オリエント「2つの疑問」
高校世界史の教科書は…
「オリエントと地中海世界」から始まる。
でも…
(どうやら場所を表すらしいけど)
①「オリエント」って「どこ」だろう?
それに…
(古代オリエントなんていう言葉もある)
②「古代オリエント」って、いつの頃だろう?
●「オリエント」って「どこ」?
山川の世界史教科書には…
オリエントはどこか?
という「説明」はない。
けど…
上の2枚の地図で
述べては、いる。
オリエントとは…
以上、5つの場所(地域)の
「総称」なんだ。
●「古代オリエント」って「いつ」?
古代とは、時代区分の名称。
時代区分には、複数のスタイルがある。
山川の世界史教科書は
世界史を5つの時代に区分する
「五分法」を採用している。
古代‐中世‐近世‐近代‐現代
山川の世界史教科書は
第Ⅰ部が古代
第Ⅱ部が中世
第Ⅰ部
第1章 オリエントと地中海世界
第2章 アジア・アメリカの古代文明
第3章 内陸アジア世界・東アジア世界の形成
第Ⅱ部
第1章 イスラム世界の形成と発展
第2章 ヨーロッパ世界の形成と発展
第3章 内陸アジア世界・東アジア世界の展開
「古代オリエント」の時代とは…
メソポタミア文明・エジプト文明に始まり、
イスラム世界が形成される前までの時代。
山川の世界史教科書
第Ⅰ部‐第1章‐第1項
「古代オリエント世界」は
…という内容になっている。
「古代オリエントとは○○の時代」
というような「説明」はないけど
「古代オリエント」の時代とは…
メソポタミア・エジプト文明の始まりから
ローマ帝国とパルティア・ササン朝両帝国による
抗争の時代。
という「捉え方」で問題ないと思う。
●まとめ
山川の世界史教科書
『詳説世界史B』16ページ。
オリエントとはヨーロッパからみた「日ののぼるところ、東方」を意味し、
今日「中東」と呼ばれる地方を指す。
このオリエントの説明(定義)なんだけど
気になるところが2カ所ある。
「意味し」と「中東」だ。
「意味し」というと、「オリエント=ヨーロッパからみた東方」となる。
するとオリエントとは、中国や日本も含む「東洋」を指すことになるし、
実際そのように使われたこともある。
ただし、現在はそのような使われ方はしない。
それどころかアメリカではorientは差別語扱いだ。
英語圏でorientという用語は使わない。
『大英博物館版 図説古代オリエント事典』の原書名は
British Museum Dictionary of the Ancient Near East だし、
一般社団法人 日本オリエント学会の英語名は
The Society for Near Eastern Studies in Japan だ。

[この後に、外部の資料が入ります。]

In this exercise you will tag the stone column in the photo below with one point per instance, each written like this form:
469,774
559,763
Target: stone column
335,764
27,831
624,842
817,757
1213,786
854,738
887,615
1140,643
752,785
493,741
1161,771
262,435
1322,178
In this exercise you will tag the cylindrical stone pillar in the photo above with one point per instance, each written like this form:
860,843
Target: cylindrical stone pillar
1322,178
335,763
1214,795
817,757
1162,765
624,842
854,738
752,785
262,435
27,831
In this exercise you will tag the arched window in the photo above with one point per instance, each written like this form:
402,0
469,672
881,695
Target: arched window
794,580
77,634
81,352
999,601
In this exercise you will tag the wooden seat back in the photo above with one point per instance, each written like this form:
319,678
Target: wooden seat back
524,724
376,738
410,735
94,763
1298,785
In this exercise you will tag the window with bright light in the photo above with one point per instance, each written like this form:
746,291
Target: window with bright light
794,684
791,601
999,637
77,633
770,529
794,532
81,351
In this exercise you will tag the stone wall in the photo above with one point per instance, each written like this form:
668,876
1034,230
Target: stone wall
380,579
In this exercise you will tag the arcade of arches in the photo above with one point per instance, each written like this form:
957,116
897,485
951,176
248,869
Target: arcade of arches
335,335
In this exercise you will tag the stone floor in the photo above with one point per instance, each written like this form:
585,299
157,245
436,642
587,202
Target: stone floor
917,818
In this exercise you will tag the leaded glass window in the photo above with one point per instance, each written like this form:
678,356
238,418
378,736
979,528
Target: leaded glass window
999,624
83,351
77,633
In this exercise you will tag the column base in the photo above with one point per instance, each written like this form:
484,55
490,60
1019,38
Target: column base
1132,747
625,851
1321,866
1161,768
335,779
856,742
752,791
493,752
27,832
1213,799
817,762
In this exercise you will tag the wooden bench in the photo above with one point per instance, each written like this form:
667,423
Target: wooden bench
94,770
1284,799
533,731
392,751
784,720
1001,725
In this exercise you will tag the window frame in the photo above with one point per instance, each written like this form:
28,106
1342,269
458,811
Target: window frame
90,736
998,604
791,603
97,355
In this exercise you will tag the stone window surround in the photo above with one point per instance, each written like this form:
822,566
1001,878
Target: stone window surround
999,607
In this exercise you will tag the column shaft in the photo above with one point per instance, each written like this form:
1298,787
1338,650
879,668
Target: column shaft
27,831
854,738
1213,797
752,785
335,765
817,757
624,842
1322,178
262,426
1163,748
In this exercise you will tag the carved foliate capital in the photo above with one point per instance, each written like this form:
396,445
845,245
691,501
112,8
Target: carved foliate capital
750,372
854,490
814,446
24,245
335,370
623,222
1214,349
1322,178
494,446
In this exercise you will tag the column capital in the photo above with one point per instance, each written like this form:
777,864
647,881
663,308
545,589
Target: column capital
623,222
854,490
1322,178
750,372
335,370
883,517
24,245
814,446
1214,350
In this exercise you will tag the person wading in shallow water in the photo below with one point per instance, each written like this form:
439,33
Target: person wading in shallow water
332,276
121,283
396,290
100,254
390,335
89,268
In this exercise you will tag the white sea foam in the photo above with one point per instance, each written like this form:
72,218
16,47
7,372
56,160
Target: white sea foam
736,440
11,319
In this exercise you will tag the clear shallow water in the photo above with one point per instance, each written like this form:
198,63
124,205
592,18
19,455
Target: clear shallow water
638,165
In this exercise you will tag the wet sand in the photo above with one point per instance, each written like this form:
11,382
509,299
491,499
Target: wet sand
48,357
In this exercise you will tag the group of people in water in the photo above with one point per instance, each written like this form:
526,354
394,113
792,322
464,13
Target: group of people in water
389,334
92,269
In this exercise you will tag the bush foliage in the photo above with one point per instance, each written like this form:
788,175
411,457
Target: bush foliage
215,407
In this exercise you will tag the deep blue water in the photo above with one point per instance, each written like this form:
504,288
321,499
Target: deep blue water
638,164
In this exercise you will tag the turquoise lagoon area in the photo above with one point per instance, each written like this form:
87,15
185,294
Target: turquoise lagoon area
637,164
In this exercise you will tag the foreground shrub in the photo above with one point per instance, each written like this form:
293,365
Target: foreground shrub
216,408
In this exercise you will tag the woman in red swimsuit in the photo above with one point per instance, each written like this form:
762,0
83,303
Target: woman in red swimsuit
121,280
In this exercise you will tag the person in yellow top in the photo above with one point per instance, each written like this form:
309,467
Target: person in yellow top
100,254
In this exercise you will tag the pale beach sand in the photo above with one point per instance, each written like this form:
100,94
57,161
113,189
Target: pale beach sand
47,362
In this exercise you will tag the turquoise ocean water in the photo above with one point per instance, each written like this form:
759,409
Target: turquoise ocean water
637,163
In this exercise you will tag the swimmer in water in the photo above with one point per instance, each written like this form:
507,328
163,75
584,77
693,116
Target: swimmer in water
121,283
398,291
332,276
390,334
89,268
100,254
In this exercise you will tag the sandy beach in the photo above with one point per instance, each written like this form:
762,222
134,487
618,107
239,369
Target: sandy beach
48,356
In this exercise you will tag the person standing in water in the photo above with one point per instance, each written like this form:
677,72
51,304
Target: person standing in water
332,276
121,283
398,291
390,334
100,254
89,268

また「中東」と言う語は、地理的な境界によって画定されているものではなく、
「国際情勢の変化に敏感な」言葉だ。
古代オリエントを説明するのに、ふさわしい言葉だとは思えない。
→詳しくは下の「おまけ」をみてね(^_^)
オリエントの説明(定義)を読み替えると
このようになると思う
↓
オリエントとはヨーロッパからみた「日ののぼるところ」
すなわち「東方」を意味するラテン語(オリエンス)に由来するが、
今では英語圏で使われていない言葉だ。
この章では「オリエント」を、
エジプト、小アジア、シリア・パレスチナ地方(東地中海岸)、メソポタミア、イラン高原からインダス川にかけての地域
を総称する用語として用いる。
●おまけ
「中東」という言葉は
よく聞く。
でも、どこか?
と聞かれると困ってしまう。
というような「地理的要因」に基づいていないからだ。
「中東」は…
政治的な視点に基づいて範囲が決められる言葉。
だから、どのような視点で見るかによって
範囲はバラバラだ。
具体例をあげよう。
https://ja.wikipedia.org/wiki/%E4%B8%AD%E6%9D%B1
これは、ウィキペデイアの画像。
伝統的中東(深緑色)と
G8によって提案された拡大中東(薄緑色)
でかなり違う。
https://www.mofa.go.jp/mofaj/area/middleeast.html
これは、外務省サイトの画像。
あれ!!
エジプトが入っていない?
https://www3.nhk.or.jp/news/special/new-middle-east/how-we-got-here/
これは、NHKのサイトの画像。
https://www.britannica.com/story/are-the-middle-east-and-the-near-east-the-same-thing
そして、ブリタニカのサイト。
このブリタニカの画像と
さっきのNHKのサイト画像
比べて「違い」に
お気づきだろうか?
NHKのサイト画像では
「中東」に含まれていない
アフガニスタンとスーダンが
ブリタニカの画像では
「中東」に含まれている。
ブリタニカの画像は
「2012年」の時点での「中東」。
南スーダンは2011年に独立している。
ブリタニカが「2010年」の時点での「中東」を描けば
「2012年」の時点での「中東」とは異なるだろう。
NHKのサイト画像以外、どの画像でも
アフガニスタンを「中東」に入れている。
これは…
2001年の9・11事件が影響している。
「9・11事件」が起こる前
のアフガニスタンは
パキスタンと同じ南アジア
あるいはタジキスタンなどとつながる中央アジア
の一部と捉えられていた。
「9・11事件」を起こしのは、テロ組織「アルカーイダ」。
そのテロ組織を支援するアフガニスタンのターリバーン政権はけしからん!
…そのような米国の視線と各国の追随がなければ
アフガニスタンは「中東」にならなかったはずだ。